Protecting Payments in the Cloud

11/7/2011
From the 2011 PCI in Hospitality Report. Click here to download the complete report.
 
Cloud-based solutions offer hospitality operators the opportunity to lower their IT costs as well as the flexibility to quickly scale deployments up or down, making them attractive options for many CIOs. Still, these CIOs – who will be held responsible if sensitive data goes astray or mission-critical IT systems crash once too often – also want to be sure any cloud-based, virtual or SaaS (Software as a Service) solution they implement is as sound, safe and secure as possible.
 
Rigors of the cloud
The PCI Security Standards Council's Data Security Standards Virtualization Guidelines, published in June 2011, provide detailed information on questions merchants should ask and the steps they should take to maximize their security in both virtual and cloud environments.
 
These include ensuring that the scope of the cloud provider’s Payment Card
Industry Data Security Standards (PCI DSS) review is sufficient, and that all controls that are relevant to the hosted entity’s environment and are within the scope of required PCI compliance have been assessed and determined to indeed be PCI DSS-compliant. In addition, hospitality operators should demand to see evidence of what was included in the provider’s PCI DSS assessment, as well as what was not in scope.
 
The PCI guidelines also note that additional controls are necessary for public clouds in order to compensate for inherent risks and lack of visibility in their infrastructures.

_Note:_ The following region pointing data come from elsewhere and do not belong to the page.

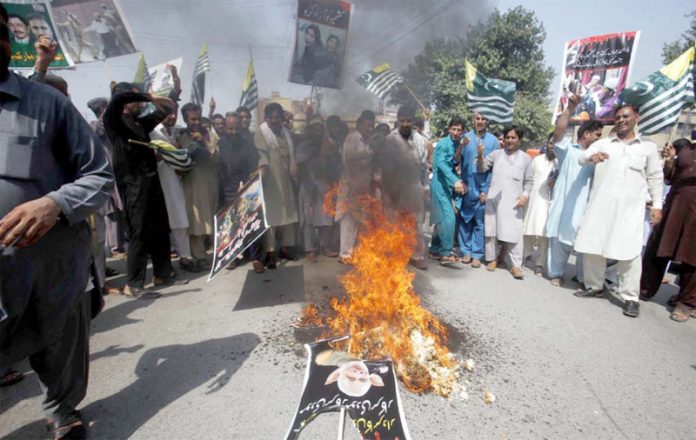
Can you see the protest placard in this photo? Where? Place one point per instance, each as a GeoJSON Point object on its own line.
{"type": "Point", "coordinates": [161, 78]}
{"type": "Point", "coordinates": [596, 69]}
{"type": "Point", "coordinates": [28, 20]}
{"type": "Point", "coordinates": [367, 390]}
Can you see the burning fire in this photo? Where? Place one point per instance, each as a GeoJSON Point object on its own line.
{"type": "Point", "coordinates": [382, 312]}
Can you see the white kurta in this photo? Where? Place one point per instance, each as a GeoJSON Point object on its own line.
{"type": "Point", "coordinates": [540, 197]}
{"type": "Point", "coordinates": [511, 178]}
{"type": "Point", "coordinates": [612, 225]}
{"type": "Point", "coordinates": [170, 181]}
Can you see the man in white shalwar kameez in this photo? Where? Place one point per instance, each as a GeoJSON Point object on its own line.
{"type": "Point", "coordinates": [507, 196]}
{"type": "Point", "coordinates": [570, 194]}
{"type": "Point", "coordinates": [356, 181]}
{"type": "Point", "coordinates": [174, 196]}
{"type": "Point", "coordinates": [538, 208]}
{"type": "Point", "coordinates": [612, 228]}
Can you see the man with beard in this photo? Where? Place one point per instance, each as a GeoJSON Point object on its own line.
{"type": "Point", "coordinates": [542, 168]}
{"type": "Point", "coordinates": [356, 182]}
{"type": "Point", "coordinates": [201, 182]}
{"type": "Point", "coordinates": [135, 167]}
{"type": "Point", "coordinates": [318, 165]}
{"type": "Point", "coordinates": [570, 193]}
{"type": "Point", "coordinates": [445, 184]}
{"type": "Point", "coordinates": [218, 124]}
{"type": "Point", "coordinates": [237, 161]}
{"type": "Point", "coordinates": [404, 177]}
{"type": "Point", "coordinates": [674, 238]}
{"type": "Point", "coordinates": [58, 175]}
{"type": "Point", "coordinates": [173, 190]}
{"type": "Point", "coordinates": [278, 169]}
{"type": "Point", "coordinates": [626, 168]}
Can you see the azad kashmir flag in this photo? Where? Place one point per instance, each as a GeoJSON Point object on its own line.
{"type": "Point", "coordinates": [202, 66]}
{"type": "Point", "coordinates": [30, 19]}
{"type": "Point", "coordinates": [380, 80]}
{"type": "Point", "coordinates": [250, 89]}
{"type": "Point", "coordinates": [492, 98]}
{"type": "Point", "coordinates": [662, 96]}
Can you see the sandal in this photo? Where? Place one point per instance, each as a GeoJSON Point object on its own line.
{"type": "Point", "coordinates": [11, 377]}
{"type": "Point", "coordinates": [449, 259]}
{"type": "Point", "coordinates": [70, 428]}
{"type": "Point", "coordinates": [681, 313]}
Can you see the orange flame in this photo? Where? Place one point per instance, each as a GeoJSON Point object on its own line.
{"type": "Point", "coordinates": [382, 312]}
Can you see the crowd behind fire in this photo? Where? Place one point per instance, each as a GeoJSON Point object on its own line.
{"type": "Point", "coordinates": [491, 204]}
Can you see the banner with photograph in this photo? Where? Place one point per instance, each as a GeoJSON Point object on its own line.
{"type": "Point", "coordinates": [93, 30]}
{"type": "Point", "coordinates": [367, 390]}
{"type": "Point", "coordinates": [28, 20]}
{"type": "Point", "coordinates": [320, 43]}
{"type": "Point", "coordinates": [161, 79]}
{"type": "Point", "coordinates": [597, 69]}
{"type": "Point", "coordinates": [238, 225]}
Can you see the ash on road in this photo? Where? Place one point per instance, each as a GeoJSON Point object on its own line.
{"type": "Point", "coordinates": [221, 360]}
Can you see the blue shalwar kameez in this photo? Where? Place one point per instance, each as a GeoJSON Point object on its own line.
{"type": "Point", "coordinates": [471, 213]}
{"type": "Point", "coordinates": [441, 196]}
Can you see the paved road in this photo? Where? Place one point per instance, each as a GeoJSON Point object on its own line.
{"type": "Point", "coordinates": [220, 360]}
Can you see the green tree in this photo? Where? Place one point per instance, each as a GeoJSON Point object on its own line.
{"type": "Point", "coordinates": [673, 49]}
{"type": "Point", "coordinates": [505, 46]}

Public clouds take advantage of massed servers to lower all participants’ costs and are essentially available to anyone; Amazon Web Services is the best-known example of such a public cloud. Private clouds are maintained by a single organization, and there are also public/private hybrids.
 
“A public cloud environment could, for example, host hostile out-of-scope workloads on the same virtualization infrastructure as a cardholder data environment (CDE), "according to the PCI guidelines. “More stringent preventive, detective, and corrective controls are required to offset the additional risk that a public cloud, or similar environment, could introduce to an entity’s CDE.”
 
The Council acknowledges that challenges of this type may render it impossible for certain cloud-based services to operate in a PCI-compliant manner, placing the burden for providing proof of PCI DSS compliance for a cloud-based service primarily on the shoulders of the cloud providers. It recommends that merchants should, in turn, accept such proof only if the provider can share “rigorous” evidence that adequate controls have been put into place.
 
Reliability concerns
Merchant’s concerns about cloud security also extend to the reliability of cloud services themselves, and whether such mission-critical applications as POS transaction processing can continue uninterrupted should a failure occur. A recent disruption of Amazon’s public cloud, which received a considerable amount of coverage in the media, has served to keep the issue of reliability in the spotlight.
 
Some cloud providers have begun to tout uptimes in the neighborhood of
99.99% for mission-critical applications, and supporters of migration to the cloud have been quick to point out that utilizing multiple servers and data centers, as in a cloud scenario, allows merchants to attain higher redundancy levels than would be possible were they to rely on a single enterprise-operated data center.
 
Nonetheless, as even these proponents concede, no IT architecture can guarantee full 100% uptime. For this reason, hospitality operators need management tools that enable real-time visibility into the dependent linkages between the virtual and physical world so that they are able to proactively identify potential failures and have the capability to immediately assess the impact to the overall services being delivered.
 
According to Managing Virtualized Applications: Optimizing Dynamic Infrastructures, an April 2011 Aberdeen Research report, senior research analyst Dick Csaplar writes that when a server begins to fail, retailers must be able to determine whether it can “go down without materially degrading service quality, or do the virtual workloads need to be migrated elsewhere immediately?

With “the management challenges that inherently come” with a cloud-based environment, he continues, “making sure the right processes and management software are in place during deployment is critical to an organization’s…long-term success.”